Il y a actuellement en Turquie 165 journalistes emprisonnés. 700 cartes de presse ont été supprimées et 140 médias fermés. Une situation qui s’est dégradée depuis juillet 2016 sous le régime du président Erdogan.

"C’est l’un des dix journalistes turcs qui sont parmi les 165 journalistes emprisonnés en Turquie actuellement, et pour lequel on va mener campagne avec Reporters sans frontières", explique l’artiste urbain Christian Guémy ‘C215’ en dévoilant le visage d’un des journalistes turcs emprisonnés qu’il va bomber dans Paris. "On va se balader dans les arrondissements de la capitale où les maires ont bien voulu accepter qu’on puisse bomber sur les boites à feu. On a dix pochoirs différents avec dix journalistes différents. On va en faire plusieurs dizaines.
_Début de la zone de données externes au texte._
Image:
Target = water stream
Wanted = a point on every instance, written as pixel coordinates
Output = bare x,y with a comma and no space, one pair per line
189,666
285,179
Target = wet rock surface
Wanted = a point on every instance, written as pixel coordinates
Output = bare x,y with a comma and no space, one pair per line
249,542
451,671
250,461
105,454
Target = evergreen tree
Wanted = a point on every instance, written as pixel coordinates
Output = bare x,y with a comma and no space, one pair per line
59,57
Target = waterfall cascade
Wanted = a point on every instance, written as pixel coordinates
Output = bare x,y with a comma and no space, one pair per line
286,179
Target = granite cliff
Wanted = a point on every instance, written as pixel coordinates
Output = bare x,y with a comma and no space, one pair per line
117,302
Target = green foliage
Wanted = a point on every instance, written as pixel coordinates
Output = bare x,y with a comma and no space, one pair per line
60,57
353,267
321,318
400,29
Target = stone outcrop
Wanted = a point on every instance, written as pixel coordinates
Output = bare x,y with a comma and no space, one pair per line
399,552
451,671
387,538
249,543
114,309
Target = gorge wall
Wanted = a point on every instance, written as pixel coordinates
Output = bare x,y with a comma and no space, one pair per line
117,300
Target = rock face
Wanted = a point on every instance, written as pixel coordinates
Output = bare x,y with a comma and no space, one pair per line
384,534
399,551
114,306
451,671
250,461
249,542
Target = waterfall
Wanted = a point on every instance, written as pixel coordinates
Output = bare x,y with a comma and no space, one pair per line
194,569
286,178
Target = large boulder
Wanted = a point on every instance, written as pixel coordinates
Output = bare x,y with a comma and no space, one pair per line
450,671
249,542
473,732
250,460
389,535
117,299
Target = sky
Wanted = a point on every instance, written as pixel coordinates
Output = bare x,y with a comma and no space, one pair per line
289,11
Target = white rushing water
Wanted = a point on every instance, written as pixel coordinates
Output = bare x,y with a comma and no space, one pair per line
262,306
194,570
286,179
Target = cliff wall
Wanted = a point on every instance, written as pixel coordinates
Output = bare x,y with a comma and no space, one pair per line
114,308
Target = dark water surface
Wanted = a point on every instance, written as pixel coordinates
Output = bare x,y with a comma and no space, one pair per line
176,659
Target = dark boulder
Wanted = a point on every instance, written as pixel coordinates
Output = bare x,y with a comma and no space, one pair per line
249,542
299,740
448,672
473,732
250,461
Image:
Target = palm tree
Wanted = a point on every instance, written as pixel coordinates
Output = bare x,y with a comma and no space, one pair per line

On en a en tout cas l’ambition", indique-t-il.

Propagande citoyenne

"Le pochoir est un outil qui est né de la propagande et de la répétition dans le marquage industriel, le marquage des véhicules militaires et que, finalement, en tant qu’artiste, on a détourné pour utiliser sa capacité à s’exécuter rapidement, à avoir un message assez précis, lisible et répétitif pour pouvoir orchestrer une campagne qu’on pourrait qualifier de propagande citoyenne", raconte C215. "On veut faire pression sur le gouvernement turc pour faire libérer ces journalistes", témoigne-t-il. La Turquie est actuellement classée 155è sur 180 au classement mondial de la liberté de la presse.